Quantum’s production is based on a newly edited version of “Lear,” a streamlined text by University of Pittsburgh professor James Kincaid and scholar Julian Markels. Reddick directed a reading of the script a few years ago at Bricolage Production Company. In the audience was Quantum artistic director Karla Boos. Quantum, which builds site-specific theater spaces in unusual locations, did the logistics with Rivers of Steel National Heritage Area, which runs the Carrie Furnaces site as an interpretive center.
Quantum’s production stars Bricolage founders Jeffrey Carpenter and Tami Dixon as, respectively, Lear and the hard-hatted Fool.
Carrie Furnaces is the remnants of the Homestead Steel Works. The site shut down in 1982, and for decades sat vacant and devoid of human activity except for guerilla artists.
In recent years, after receiving formal status as a National Historic Landmark, the Carrie site regularly hosts arts events. Quantum’s “Lear” might prove among the more memorable.
The show takes place outdoors, in two distinct settings at the site. The first three acts will be performed before dusk, amidst the furnaces’ industrial ruin, where a key feature is the Carrie Deer, a two-story sculpture of a deer head made from wire and other materials found on site in the late 1990s by a group of artists known as the Industrial Arts Co-op. It will also feature what Quantum calls “a trio of towering puppet figures” by set designer Tony Ferrieri, evoking Lear’s kingdom at its height before he unwisely divides it among two of his three daughters.
At intermission, around nightfall, the audience of up to 150 will be escorted across the sprawling Carrie site to the Iron Garden, which incorporates both native plants and concrete remnants of the Homestead works.
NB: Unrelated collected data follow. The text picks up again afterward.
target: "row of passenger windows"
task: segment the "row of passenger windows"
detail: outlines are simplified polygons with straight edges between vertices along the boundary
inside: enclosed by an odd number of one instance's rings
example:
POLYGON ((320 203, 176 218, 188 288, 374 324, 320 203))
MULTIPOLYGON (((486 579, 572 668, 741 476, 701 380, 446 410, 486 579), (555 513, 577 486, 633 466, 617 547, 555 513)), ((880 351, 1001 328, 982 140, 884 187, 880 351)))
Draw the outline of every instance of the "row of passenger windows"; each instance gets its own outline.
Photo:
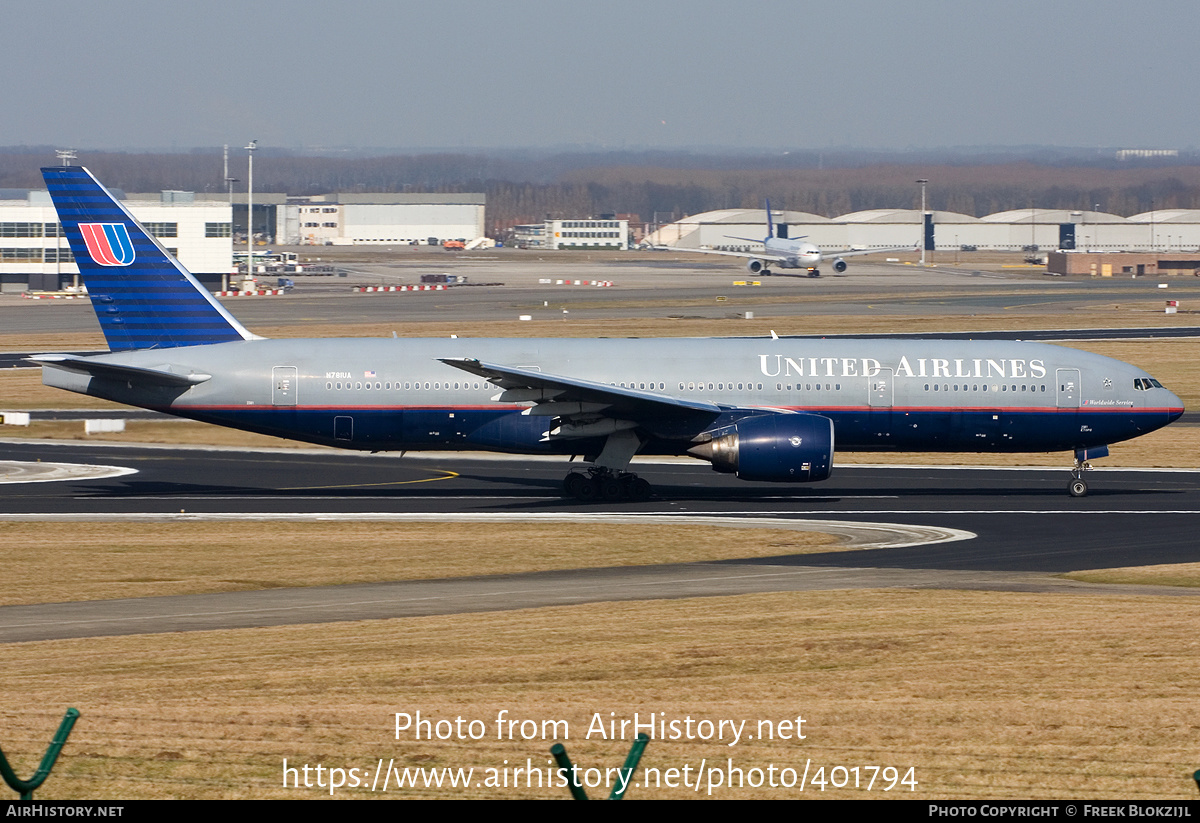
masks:
MULTIPOLYGON (((1045 384, 1036 386, 1036 385, 1029 385, 1028 383, 1022 383, 1019 386, 1016 383, 997 386, 995 383, 993 383, 990 390, 991 391, 1023 391, 1023 392, 1040 391, 1044 394, 1046 391, 1046 386, 1045 386, 1045 384)), ((986 391, 989 391, 989 388, 988 388, 987 383, 982 383, 982 384, 981 383, 971 383, 971 384, 963 383, 961 386, 959 386, 957 383, 955 383, 954 385, 950 385, 949 383, 942 383, 940 386, 939 386, 939 384, 934 383, 932 388, 930 387, 930 384, 926 383, 925 391, 986 392, 986 391)))
POLYGON ((371 391, 372 389, 374 389, 375 391, 393 391, 393 390, 395 390, 395 391, 421 391, 422 389, 429 391, 432 389, 432 391, 441 391, 443 388, 444 389, 468 389, 468 390, 473 389, 474 391, 479 391, 481 388, 485 388, 485 389, 486 388, 495 388, 495 386, 491 385, 490 383, 449 383, 449 382, 441 383, 441 382, 435 382, 435 383, 404 383, 404 384, 401 384, 399 381, 397 381, 395 383, 392 383, 391 381, 382 382, 382 383, 381 382, 372 383, 369 380, 366 382, 363 382, 360 380, 355 383, 351 383, 349 380, 347 380, 345 383, 342 383, 340 381, 335 382, 333 380, 328 380, 325 382, 325 390, 326 391, 341 391, 343 389, 354 390, 354 391, 364 391, 364 390, 371 391))
MULTIPOLYGON (((1141 378, 1139 378, 1139 381, 1140 380, 1141 380, 1141 378)), ((1142 386, 1138 385, 1139 381, 1134 381, 1134 384, 1135 384, 1136 388, 1141 389, 1142 386)), ((1149 388, 1150 382, 1151 381, 1148 381, 1148 380, 1146 381, 1146 383, 1147 383, 1146 388, 1149 388)), ((1159 384, 1158 381, 1153 381, 1153 383, 1154 383, 1154 385, 1161 387, 1161 384, 1159 384)), ((644 383, 644 382, 634 383, 632 381, 630 381, 628 383, 610 383, 609 385, 620 386, 623 389, 640 389, 643 391, 655 391, 656 389, 658 391, 664 391, 667 388, 666 383, 644 383)), ((466 389, 466 390, 479 391, 480 388, 486 389, 486 388, 495 388, 495 387, 492 386, 491 384, 487 384, 487 383, 483 383, 483 384, 481 384, 481 383, 449 383, 449 382, 442 383, 439 381, 435 381, 432 383, 431 382, 425 382, 425 383, 409 382, 409 383, 403 383, 403 384, 401 384, 400 382, 392 383, 391 381, 375 382, 375 383, 371 383, 370 381, 367 381, 365 383, 361 382, 361 381, 354 382, 354 383, 352 383, 350 381, 346 381, 345 383, 342 383, 340 381, 338 381, 338 382, 327 381, 325 383, 325 389, 327 391, 341 391, 343 389, 347 389, 347 390, 353 389, 356 391, 362 391, 362 390, 371 391, 372 389, 374 389, 375 391, 393 391, 393 390, 421 391, 422 389, 424 389, 426 391, 429 391, 429 390, 441 391, 443 388, 447 389, 447 390, 466 389)), ((793 385, 792 383, 787 383, 786 387, 785 387, 785 384, 783 384, 783 383, 775 384, 776 391, 821 391, 822 389, 824 389, 825 391, 841 391, 842 384, 841 383, 825 383, 825 384, 796 383, 793 385)), ((679 390, 680 391, 705 391, 705 390, 707 390, 707 391, 735 391, 735 390, 736 391, 762 391, 763 384, 762 383, 736 383, 736 384, 735 383, 707 383, 707 384, 706 383, 680 383, 679 390)), ((935 392, 951 392, 951 391, 954 391, 954 392, 957 392, 957 391, 987 392, 987 391, 989 391, 989 387, 986 383, 982 383, 982 384, 980 384, 980 383, 974 383, 974 384, 963 383, 962 385, 959 385, 958 383, 954 383, 954 384, 926 383, 925 391, 927 391, 927 392, 928 391, 935 391, 935 392)), ((1023 383, 1023 384, 1013 383, 1011 385, 1008 385, 1008 384, 1000 385, 1000 386, 992 385, 990 387, 990 391, 1041 392, 1041 393, 1045 394, 1046 386, 1045 385, 1030 385, 1027 383, 1023 383)))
This more intimate setting will frame the production’s final two acts.
Along with Carpenter – who was among the guerilla artists working at Carrie Furnaces back in the day – and Dixon, the cast of top local talent features Dana Hardy Bingham, Ken Bolden, Lissa Brennan, Monteze Freeland, Jessie Wray Goodman, Catherine Gowl, Connor McCanlus, Joe McGranahan, and Michael Angelo Turner.
The show runs about 2 hours and 45 minutes, including intermission, says Reddick.